If you agree that there is a God, then your first and last duty and thing you should most want to do is get to know him. It so happens that he is a cruciform God. He is a God who takes on weakness and humiliation, so if knowing God is freedom, then freedom is also knowing the cross, and hugging it and holding fast to it.

 

Why was it so easy for you to accept the Catholic devotion to the Blessed Mother?

Because she’s so lovable, first of all. She is the same woman who nourished Jesus and later stood by him in anguish at the foot of the cross. It is a matter of the heart.

And this is an incarnational faith. You can’t say, like our Protestant brothers and sisters do, “Well, there was Mary, and then Jesus was born, and then she doesn’t matter anymore.” That doesn’t make sense.

This woman bore God in her womb, and that is astonishing. If you believe that, then you have to grapple with the fact that she is our link to the Incarnation. It’s through the free consent of Mary that the history of man is rewritten and takes a different course than it had been on.

 

Does the cultural trend in the U.S. away from God and toward socialism concern you?

Not just toward socialism, but toward a whole range of substitute religions that go under names like “wellness” and “self-care,” not to mention outright re-paganization.

 

Have the sexual scandals in the Church caused you any second thoughts?

No. I joined the Church with eyes wide-open and with a keen sense of Christian anthropology, which is anything but naive.

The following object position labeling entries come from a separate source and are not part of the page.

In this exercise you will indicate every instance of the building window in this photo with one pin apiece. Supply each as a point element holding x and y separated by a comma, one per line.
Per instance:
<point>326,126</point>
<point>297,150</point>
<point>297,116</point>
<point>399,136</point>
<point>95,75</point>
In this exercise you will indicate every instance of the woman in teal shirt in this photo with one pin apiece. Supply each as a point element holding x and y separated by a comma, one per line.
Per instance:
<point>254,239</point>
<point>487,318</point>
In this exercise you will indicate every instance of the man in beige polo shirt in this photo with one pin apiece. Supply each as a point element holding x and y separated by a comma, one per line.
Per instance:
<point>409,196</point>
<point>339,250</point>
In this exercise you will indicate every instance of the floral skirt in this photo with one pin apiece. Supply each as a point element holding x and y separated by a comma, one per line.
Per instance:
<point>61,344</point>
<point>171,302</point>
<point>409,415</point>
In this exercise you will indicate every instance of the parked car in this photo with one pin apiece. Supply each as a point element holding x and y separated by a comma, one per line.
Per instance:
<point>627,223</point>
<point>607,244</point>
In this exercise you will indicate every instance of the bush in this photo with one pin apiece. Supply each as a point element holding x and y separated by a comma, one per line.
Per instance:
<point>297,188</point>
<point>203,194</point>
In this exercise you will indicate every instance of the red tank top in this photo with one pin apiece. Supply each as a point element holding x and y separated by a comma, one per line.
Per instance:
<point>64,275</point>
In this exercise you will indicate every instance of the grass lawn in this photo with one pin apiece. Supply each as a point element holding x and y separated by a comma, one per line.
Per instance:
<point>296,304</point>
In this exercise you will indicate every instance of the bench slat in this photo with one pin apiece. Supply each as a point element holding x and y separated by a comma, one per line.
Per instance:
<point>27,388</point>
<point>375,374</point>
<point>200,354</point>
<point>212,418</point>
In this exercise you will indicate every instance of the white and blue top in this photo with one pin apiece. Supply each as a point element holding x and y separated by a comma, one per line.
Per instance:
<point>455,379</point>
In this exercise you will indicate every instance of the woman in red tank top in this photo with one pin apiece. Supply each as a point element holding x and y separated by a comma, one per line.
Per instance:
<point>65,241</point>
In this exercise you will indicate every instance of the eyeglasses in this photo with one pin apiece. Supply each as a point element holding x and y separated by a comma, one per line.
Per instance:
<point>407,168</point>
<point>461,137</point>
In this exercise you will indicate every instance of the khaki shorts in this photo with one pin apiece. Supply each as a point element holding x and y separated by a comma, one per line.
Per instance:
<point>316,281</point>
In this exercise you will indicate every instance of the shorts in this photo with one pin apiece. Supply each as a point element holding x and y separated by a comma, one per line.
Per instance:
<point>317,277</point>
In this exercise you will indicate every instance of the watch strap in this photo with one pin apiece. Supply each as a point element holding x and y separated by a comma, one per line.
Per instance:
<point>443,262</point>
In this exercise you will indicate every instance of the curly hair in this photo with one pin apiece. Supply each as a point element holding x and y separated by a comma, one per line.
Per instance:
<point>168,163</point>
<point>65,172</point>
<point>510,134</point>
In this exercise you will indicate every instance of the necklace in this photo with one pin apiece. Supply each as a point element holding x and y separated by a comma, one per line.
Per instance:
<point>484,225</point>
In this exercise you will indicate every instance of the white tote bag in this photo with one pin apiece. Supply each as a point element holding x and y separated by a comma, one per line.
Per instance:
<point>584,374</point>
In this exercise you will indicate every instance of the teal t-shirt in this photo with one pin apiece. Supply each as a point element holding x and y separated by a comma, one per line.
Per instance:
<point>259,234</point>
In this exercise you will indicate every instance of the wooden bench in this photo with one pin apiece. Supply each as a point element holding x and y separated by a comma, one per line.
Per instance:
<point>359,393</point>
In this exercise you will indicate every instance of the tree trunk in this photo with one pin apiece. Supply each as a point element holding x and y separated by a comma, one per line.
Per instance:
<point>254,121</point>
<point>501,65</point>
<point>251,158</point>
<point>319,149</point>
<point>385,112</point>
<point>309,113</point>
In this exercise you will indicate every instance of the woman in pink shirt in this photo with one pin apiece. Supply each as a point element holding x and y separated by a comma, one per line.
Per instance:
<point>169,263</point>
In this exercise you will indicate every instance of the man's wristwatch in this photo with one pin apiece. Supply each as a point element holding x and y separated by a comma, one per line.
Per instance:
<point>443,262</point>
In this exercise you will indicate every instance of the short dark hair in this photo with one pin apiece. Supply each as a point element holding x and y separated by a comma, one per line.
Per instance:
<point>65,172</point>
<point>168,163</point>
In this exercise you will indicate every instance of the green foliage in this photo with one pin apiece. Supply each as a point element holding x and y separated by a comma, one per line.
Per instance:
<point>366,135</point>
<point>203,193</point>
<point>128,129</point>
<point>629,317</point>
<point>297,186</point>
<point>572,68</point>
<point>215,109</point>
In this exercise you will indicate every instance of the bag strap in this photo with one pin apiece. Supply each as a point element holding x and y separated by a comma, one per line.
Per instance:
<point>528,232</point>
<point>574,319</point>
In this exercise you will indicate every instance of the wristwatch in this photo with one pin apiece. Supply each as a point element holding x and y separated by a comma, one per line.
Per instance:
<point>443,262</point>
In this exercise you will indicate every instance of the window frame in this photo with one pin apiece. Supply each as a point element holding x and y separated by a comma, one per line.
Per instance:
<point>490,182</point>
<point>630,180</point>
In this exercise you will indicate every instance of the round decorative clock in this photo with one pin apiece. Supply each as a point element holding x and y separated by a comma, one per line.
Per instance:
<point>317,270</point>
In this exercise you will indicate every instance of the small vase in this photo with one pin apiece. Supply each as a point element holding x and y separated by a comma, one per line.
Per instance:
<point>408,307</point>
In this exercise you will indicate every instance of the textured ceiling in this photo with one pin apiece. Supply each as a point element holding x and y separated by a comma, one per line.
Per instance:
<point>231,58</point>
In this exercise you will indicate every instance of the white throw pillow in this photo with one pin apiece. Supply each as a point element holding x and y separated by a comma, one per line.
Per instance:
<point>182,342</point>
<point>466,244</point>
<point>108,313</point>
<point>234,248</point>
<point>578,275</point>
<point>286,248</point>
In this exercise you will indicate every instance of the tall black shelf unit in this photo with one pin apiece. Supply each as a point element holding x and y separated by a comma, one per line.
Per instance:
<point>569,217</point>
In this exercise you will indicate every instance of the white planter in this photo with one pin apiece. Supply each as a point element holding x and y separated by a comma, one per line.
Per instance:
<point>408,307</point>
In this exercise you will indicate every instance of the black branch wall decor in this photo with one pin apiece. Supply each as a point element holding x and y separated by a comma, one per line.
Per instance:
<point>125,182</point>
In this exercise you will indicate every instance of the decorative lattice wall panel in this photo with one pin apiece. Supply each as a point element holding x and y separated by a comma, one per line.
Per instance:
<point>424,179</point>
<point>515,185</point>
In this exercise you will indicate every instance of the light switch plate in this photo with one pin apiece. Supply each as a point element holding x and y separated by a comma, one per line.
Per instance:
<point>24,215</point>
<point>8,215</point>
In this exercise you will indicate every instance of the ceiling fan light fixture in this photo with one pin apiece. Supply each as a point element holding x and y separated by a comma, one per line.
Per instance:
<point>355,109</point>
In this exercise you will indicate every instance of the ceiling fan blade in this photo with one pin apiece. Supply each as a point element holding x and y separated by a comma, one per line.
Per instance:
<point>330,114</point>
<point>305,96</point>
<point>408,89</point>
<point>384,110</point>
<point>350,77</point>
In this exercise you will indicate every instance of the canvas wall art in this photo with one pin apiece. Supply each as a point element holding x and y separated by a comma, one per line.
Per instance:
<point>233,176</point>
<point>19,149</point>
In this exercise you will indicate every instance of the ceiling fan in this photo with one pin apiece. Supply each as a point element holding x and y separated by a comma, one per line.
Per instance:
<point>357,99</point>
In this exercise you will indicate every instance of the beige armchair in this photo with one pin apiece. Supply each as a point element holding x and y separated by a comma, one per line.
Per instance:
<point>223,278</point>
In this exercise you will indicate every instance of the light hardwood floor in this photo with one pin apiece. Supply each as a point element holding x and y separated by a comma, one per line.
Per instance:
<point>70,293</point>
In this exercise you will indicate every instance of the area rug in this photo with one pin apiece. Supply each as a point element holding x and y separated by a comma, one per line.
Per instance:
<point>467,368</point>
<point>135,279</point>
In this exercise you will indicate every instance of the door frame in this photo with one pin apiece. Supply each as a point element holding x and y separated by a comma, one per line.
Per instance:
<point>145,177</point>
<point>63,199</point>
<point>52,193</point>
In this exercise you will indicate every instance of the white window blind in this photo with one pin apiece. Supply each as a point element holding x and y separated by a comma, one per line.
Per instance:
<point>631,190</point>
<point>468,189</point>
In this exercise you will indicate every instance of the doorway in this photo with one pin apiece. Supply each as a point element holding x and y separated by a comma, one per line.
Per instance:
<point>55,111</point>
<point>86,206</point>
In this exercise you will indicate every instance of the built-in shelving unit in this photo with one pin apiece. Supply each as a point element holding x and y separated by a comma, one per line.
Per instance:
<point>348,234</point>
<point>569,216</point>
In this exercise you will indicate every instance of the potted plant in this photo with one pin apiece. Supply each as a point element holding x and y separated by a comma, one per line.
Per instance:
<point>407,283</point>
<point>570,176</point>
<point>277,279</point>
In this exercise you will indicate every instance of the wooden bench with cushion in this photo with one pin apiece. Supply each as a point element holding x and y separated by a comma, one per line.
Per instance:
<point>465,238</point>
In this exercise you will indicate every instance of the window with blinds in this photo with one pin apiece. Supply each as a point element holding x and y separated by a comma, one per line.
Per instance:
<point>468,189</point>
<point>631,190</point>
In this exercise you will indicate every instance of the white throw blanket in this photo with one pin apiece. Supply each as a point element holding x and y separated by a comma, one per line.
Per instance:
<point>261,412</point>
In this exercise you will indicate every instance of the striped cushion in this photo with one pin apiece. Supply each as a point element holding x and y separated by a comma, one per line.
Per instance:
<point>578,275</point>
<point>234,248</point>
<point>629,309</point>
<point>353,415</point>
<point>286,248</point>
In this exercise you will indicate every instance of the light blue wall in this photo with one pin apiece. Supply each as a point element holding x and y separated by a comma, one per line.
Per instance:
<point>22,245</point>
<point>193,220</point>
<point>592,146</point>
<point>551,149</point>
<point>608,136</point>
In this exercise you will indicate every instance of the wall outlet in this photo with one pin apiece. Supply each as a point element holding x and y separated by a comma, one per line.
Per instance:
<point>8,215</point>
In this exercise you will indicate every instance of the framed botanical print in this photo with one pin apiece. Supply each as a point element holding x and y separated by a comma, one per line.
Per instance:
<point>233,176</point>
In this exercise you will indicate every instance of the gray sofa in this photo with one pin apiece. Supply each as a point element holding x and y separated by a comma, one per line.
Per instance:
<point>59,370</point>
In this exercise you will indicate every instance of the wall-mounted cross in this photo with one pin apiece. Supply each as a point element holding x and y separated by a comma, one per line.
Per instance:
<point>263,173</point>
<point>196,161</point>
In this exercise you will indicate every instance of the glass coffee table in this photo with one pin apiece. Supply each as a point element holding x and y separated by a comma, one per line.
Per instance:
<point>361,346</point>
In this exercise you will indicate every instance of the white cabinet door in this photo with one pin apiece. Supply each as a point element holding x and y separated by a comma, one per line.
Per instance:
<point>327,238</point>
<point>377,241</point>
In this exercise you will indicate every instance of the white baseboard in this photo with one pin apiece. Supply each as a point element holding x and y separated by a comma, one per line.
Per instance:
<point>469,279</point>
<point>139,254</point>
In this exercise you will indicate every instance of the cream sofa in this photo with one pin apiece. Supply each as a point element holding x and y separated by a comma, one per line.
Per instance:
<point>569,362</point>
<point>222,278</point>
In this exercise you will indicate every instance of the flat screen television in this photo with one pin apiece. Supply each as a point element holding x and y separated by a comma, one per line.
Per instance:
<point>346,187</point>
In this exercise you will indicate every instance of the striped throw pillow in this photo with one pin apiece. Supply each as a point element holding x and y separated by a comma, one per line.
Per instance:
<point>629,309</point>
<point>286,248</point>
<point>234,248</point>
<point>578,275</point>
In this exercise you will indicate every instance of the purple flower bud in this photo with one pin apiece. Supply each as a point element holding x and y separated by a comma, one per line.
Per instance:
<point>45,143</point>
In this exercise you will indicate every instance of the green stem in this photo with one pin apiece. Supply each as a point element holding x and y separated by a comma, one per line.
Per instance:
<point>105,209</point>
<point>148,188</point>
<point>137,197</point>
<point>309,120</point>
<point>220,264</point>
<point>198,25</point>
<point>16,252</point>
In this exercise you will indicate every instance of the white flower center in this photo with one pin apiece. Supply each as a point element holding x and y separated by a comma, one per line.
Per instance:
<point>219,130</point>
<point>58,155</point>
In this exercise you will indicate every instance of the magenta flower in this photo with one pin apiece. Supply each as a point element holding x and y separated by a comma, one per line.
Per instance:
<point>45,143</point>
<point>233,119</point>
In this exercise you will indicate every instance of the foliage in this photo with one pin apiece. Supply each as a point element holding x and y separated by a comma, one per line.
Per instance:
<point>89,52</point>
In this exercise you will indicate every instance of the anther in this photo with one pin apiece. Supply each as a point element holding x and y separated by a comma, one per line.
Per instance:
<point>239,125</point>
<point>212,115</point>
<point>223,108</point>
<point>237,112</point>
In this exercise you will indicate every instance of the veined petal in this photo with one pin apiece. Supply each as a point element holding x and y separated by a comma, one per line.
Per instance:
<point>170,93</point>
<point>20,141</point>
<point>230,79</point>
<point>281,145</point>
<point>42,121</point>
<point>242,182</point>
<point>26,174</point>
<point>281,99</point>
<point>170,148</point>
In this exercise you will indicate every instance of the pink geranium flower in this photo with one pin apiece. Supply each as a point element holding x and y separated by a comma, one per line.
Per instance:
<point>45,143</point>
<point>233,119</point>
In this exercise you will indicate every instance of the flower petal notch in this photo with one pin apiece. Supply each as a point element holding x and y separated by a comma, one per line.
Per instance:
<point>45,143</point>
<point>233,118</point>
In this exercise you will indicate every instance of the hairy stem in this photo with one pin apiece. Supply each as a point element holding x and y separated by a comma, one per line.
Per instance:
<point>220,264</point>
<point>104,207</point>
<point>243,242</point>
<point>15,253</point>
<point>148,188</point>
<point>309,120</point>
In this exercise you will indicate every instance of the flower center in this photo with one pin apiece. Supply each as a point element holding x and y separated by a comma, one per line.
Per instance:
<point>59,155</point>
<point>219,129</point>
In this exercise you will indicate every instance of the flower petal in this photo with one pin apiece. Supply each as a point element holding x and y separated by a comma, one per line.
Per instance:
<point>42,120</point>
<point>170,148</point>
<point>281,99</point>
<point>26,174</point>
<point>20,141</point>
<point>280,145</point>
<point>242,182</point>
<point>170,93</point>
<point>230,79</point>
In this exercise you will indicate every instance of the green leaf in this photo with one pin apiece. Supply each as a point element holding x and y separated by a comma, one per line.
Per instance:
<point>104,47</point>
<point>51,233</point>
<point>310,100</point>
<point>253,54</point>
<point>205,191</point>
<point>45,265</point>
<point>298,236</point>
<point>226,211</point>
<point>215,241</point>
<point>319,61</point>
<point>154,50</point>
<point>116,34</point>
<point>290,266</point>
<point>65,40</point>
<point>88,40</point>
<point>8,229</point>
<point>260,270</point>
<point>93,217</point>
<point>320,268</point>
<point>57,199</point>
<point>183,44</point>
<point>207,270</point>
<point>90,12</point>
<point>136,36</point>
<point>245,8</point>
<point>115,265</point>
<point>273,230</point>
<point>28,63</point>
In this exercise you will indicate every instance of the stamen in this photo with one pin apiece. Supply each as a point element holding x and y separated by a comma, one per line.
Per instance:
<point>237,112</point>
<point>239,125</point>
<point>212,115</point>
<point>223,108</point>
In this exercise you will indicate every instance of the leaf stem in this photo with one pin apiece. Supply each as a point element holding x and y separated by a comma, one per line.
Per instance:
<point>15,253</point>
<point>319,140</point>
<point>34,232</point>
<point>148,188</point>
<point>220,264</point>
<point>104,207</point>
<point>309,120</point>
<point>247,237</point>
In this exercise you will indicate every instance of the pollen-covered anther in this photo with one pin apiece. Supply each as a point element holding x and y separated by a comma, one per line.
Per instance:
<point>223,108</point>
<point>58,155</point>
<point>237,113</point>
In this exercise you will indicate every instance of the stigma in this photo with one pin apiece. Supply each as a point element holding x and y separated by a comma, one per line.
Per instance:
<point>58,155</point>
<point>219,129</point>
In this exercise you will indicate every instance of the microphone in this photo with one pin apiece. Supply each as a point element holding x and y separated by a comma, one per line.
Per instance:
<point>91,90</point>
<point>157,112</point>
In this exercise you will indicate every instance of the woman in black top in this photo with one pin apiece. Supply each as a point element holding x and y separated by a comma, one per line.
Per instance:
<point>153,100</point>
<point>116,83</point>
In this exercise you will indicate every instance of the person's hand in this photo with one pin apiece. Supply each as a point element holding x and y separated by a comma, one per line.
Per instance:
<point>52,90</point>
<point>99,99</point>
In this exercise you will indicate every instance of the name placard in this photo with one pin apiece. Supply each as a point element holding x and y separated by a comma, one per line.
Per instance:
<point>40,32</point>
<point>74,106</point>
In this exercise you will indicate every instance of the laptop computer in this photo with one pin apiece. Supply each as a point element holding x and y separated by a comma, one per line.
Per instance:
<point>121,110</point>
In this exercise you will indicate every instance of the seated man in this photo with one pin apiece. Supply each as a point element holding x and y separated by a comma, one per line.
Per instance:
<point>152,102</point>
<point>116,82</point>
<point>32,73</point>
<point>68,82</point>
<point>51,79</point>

A divinely instituted Church can be peopled with fallen, sinful men, and as I’ve said before: If it weren’t for grace, we could all be McCarricks; we could all be cruel concentration-camp guards.

 

As a writer for a secular publication, has becoming Catholic changed anything for you at work?

Not at all. I’m lucky to work for a media company — News Corp — that takes the voice of faith seriously, and many of my colleagues are Catholics themselves, who’ve been nothing but welcoming.

In the wider public square, of course, there’s plenty of disagreeableness directed at my Catholicism, but that only energizes me!

Patti Armstrong writes from North Dakota.